Updated 4:11 p.m.
In a split decision Friday, the U.S. Court of Appeals for the D.C. Circuit has overturned part of the penalty against former senior officials of Purdue Pharma L.P.
The three judge panel — consisting of Chief Judge David Sentelle, Senior Judge Douglas Ginsburg and Senior Judge Stephen Williams — overturned a 12-year exclusion from working in the pharmaceutical and health care industry for former Purdue Chief Executive Officer Michael Friedman, general counsel Howard Udell and medical director Paul Goldenheim.
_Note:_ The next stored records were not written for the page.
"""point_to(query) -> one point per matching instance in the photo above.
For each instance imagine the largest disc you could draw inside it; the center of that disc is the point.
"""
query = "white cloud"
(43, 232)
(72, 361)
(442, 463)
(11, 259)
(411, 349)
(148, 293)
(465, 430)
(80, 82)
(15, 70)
Purdue was convicted of fraudulent misbranding of its drug OxyContin as a less addictive alternative to other drugs. The trio was convicted of misdemeanor misbranding. Friedman, Udell and Goldenheim appealed the U.S. Department of Health and Human Services' ban, which was upheld by the district court.
Ginsburg wrote the court's opinion, with Sentelle and Williams concurring and dissenting in part.
“We do not suggest the Appellant’s exclusion for 12 years based upon a conviction for misdemeanor misbranding might not be justifiable; we express no opinion on that question. Our concern here is that the [Departmental Appeals Board] did not justify it in the decision under review. Simply pointing to prior cases with the same bottom line but arising under a different law and involving materially different facts does not provide a reasoned explanation for the agency’s apparent departure from precedent.…The Secretary's decision…was arbitrary and capricious with respect to the length of their exclusion because it failed to explain its departure from the agency's own precedents," Ginsburg wrote in the majority opinion.
Sentelle, in his opinion, concurred that the statute gave HHS Secretary Kathleen Sebelius the power of exclusion of the executives. He did however, take issue with the decision regarding the length of the exclusions.
"The majority points to no finding lacking substantial evidentiary support and no departure from law," Sentelle wrote. "Therefore, the statute should compel a result affirming the Board, as was entered by the district court. That should leave us no avenue but affirmance of the district court."
Williams did not agree that Sebelius' interpretation was a valid one, and would have remanded the case to the district court for a permissible interpretation. "If her action is valid on its own terms, however, as the court holds, I agree on the remand for the purposes stated by Judge Ginsburg — for the Secretary to explain the departure from prior precedents in fixing the terms of exclusion," Williams wrote.
The government found no evidence that the three executives either knew about the misbranding nor participated in it.
In an interview, Sidley Austin partner Carter Phillips, who represented Friedman, Udell and Goldenheim, said that the case is being sent back to Sebelius rather than to the district court. He also applauded the court's decision.
"I think the 12 years was out of bounds, and it certainly is gratifying to see the panel describe it in that way," Phillips said. "It was effectively a professional death penalty."
A spokesman for the U.S. Attorney's office for the District of Columbia declined to comment.